While the stretching is unfortunate I think most people are fairly familiar with seeing stretching on 3D terrain (particularly in non AAA titles).

I've been doing some thinking on how to eliminate it on out future titles though, but still no concrete solutions.


On the topic of system specs, I just pulled the numbers from what I considered to be safe; the minimum requirements would allow the game to play exceptionally well, with no real visual degrading, or speed issues. The recommended requirements were pulled from my development machine, so they could be wildly over spec'd.

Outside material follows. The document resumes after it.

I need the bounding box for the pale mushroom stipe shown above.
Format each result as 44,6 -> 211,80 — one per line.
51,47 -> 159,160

The main things to consider is that the engine adapts to whatever hardware it is running on in texture resolution and shader capabilities. Thus you wont run into any minimum texture size support issues, nor will it cut textures up into smaller bits to keep at resolution (reducing draw speed), it will simply lower the resolution, which isn't very noticable. The main difference between vanilla way-back generation graphics hardware, and newer (2 years ago) hardware, is the use of per pixel lighting; if the hardware supports shader model 2.0 or better you'll get per pixel lights, which look really nice; if not you'll get vertex lights, which look very good, just not as good in all situations (depending on mesh density).

As a test i ran the game on a now 4 year old laptop from a no-name brand company with very unimpressive specs running windows XP, and it works great, I don't think there'll be many if any hardware issues.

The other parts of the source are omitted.